Humans are widely exposed to environmental perfluoroalkyl substances (PFAS), which may affect fetal neurodevelopment. Brain-derived neurotrophic factor (BDNF) is an important factor in neurodevelopment, but its role in PFAS-induced neurotoxicity is unclear. We investigated the association between prenatal PFAS exposure and fetal BDNF level in the umbilical cord blood in a large prospective cohort.

Methods

A total of 725 pregnant women who participated in the Shanghai Birth Cohort were included. 10 PFAS were measured by high-performance liquid chromatography/tandem mass spectrometry (HPLC/MS-MS) in the plasma samples of early pregnancy. The BDNF level was determined by ELISA. The concentration of total mercury (Hg) in the umbilical cord blood was tested by cold vapor atomic absorption spectrometry (AAS) and included as a main confounder, along with other covariates. Multiple linear regression was used to explore the associations between PFAS concentrations and BDNF level.
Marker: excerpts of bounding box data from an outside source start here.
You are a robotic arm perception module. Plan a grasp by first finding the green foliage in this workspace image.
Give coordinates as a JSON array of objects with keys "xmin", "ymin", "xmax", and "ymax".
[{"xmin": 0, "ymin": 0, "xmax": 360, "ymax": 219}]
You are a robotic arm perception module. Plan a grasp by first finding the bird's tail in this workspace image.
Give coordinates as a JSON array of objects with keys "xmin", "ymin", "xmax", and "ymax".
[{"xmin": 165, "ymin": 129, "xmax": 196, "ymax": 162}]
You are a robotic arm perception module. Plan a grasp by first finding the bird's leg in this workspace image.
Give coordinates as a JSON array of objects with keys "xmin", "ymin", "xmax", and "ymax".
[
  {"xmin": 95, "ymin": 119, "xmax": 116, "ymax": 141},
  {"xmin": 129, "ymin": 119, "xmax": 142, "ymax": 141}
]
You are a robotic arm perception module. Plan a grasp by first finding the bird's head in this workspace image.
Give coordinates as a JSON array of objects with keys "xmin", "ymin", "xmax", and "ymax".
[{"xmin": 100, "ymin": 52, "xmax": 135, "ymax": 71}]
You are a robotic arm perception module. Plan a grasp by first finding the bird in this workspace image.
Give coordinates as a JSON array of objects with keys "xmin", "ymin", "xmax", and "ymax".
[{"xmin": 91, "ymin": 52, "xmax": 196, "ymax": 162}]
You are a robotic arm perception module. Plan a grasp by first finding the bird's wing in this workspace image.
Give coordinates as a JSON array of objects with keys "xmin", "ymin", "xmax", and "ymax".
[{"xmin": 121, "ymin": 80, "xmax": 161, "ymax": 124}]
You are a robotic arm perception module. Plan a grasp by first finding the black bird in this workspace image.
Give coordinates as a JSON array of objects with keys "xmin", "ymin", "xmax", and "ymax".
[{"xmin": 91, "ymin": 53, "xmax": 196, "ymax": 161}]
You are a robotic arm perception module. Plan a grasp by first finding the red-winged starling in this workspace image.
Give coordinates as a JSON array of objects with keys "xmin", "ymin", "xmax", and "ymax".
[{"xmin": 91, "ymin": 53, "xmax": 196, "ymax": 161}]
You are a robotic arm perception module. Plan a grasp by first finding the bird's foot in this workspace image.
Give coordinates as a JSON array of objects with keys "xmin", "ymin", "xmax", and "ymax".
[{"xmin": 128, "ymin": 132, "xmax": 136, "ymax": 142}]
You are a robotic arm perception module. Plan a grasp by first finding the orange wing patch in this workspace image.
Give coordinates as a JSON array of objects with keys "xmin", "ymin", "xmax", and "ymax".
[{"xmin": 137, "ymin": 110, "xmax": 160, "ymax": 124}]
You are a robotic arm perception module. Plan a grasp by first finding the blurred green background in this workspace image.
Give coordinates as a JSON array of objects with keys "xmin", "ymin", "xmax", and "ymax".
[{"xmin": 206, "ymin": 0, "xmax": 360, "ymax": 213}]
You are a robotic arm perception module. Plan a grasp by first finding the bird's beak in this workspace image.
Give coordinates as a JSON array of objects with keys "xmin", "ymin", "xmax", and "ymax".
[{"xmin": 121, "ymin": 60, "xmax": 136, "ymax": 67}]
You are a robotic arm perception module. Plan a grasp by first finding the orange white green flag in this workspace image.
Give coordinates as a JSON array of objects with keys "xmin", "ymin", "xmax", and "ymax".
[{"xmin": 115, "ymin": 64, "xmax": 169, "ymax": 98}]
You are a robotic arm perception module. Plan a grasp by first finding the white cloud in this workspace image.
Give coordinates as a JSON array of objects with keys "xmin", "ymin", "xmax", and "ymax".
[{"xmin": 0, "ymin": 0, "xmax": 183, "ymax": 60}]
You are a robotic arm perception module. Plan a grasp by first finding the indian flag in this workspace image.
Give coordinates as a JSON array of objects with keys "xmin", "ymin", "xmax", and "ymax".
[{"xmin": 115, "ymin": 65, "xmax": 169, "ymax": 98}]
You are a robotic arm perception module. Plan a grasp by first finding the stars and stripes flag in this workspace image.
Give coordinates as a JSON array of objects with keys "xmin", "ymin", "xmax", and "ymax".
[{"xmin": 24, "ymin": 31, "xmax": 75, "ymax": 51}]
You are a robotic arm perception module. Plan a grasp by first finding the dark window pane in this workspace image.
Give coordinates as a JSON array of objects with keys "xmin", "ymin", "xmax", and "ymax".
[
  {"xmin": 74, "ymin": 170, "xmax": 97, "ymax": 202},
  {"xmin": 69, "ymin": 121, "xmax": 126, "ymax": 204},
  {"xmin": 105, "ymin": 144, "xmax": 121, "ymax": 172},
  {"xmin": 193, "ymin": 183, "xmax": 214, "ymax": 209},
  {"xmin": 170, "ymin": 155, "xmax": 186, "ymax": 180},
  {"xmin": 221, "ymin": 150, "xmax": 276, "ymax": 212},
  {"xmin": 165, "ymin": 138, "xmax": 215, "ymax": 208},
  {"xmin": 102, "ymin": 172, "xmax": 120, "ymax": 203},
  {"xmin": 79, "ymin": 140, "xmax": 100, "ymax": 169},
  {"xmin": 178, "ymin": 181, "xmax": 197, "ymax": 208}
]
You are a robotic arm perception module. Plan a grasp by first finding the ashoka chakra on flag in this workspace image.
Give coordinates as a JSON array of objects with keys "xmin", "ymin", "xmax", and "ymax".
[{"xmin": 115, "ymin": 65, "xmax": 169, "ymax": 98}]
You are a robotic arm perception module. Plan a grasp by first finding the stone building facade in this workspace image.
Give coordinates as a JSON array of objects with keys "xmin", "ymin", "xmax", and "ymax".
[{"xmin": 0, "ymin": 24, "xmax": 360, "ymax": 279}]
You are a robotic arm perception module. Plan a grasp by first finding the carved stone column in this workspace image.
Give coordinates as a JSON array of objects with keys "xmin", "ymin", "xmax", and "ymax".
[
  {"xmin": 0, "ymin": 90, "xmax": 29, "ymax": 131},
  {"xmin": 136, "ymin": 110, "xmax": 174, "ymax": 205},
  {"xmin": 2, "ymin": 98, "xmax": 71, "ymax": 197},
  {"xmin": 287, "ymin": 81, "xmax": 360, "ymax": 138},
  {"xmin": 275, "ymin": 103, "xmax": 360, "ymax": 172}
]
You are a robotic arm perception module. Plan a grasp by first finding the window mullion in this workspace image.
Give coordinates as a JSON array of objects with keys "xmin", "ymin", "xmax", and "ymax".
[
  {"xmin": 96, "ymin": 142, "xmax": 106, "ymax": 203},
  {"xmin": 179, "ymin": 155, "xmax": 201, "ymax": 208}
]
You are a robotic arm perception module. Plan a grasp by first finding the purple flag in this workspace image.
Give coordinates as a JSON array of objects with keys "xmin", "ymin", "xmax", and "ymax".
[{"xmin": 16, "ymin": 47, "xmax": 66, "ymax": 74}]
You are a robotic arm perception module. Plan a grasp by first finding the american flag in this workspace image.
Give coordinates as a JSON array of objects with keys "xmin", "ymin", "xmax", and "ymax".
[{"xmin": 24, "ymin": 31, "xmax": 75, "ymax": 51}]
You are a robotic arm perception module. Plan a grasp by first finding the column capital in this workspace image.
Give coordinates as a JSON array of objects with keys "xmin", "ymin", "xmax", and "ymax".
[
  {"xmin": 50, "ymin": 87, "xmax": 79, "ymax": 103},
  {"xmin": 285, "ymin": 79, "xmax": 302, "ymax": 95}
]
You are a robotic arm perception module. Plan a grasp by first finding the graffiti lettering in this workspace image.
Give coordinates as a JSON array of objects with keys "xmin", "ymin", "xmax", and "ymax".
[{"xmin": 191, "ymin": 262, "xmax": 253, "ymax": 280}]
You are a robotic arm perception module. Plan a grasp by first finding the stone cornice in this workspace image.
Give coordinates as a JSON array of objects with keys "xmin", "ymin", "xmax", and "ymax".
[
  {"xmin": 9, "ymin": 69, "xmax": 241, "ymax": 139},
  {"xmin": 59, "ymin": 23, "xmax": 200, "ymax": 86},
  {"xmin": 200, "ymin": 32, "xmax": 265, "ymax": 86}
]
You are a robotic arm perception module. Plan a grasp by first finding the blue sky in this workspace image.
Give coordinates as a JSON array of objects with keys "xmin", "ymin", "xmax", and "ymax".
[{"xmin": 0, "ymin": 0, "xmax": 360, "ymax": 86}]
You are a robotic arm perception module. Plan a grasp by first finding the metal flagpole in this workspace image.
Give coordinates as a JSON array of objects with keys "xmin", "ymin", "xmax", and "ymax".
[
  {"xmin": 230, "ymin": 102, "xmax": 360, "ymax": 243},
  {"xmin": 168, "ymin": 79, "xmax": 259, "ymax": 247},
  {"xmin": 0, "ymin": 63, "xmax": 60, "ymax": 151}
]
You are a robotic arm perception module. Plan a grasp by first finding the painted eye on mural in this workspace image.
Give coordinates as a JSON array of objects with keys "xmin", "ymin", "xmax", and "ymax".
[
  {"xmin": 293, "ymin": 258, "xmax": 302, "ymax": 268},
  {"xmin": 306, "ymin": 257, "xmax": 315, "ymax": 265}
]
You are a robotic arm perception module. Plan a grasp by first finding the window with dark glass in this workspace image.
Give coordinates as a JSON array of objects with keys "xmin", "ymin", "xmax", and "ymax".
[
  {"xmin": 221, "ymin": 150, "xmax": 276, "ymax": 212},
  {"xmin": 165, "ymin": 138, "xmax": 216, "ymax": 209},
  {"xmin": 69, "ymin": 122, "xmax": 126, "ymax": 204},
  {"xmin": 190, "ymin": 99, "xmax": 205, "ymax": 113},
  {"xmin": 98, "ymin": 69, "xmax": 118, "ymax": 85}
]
Quantile-based g-computation was applied to explore the joint and independent effects of PFAS on BDNF level.

Results

The mean BDNF level in the total population was 10797 (±4713) pg/ml. Male fetuses had a higher level than female fetuses (P<0.001). A significant positive association was observed between PFHxS and BDNF level after adjusting for potential confounders [β=1285 (95% CI: 453, 2118, P=0.003)]. No association was observed between other PFAS congeners and BDNF level. Results of the mixed exposure model showed that the joint effects of PFAS mixture were not associated with BDNF [β=447 (95% CI: -83, 978, P=0.10)], while the positive association with PFHxS exposure remained significant after controlling for other PFAS [β=592 (95% CI: 226, 958, P=0.002)]. The above associations were more prominent in male [β=773 (95% CI: 25, 1520, P= 0.04)] than female fetuses [β=105 (95% CI: -791, 1002, P= 0.82)] for the mixed effects.

Conclusions

Prenatal exposure to PFHxS was associated with an increased BDNF level in the umbilical blood, especially in male fetuses.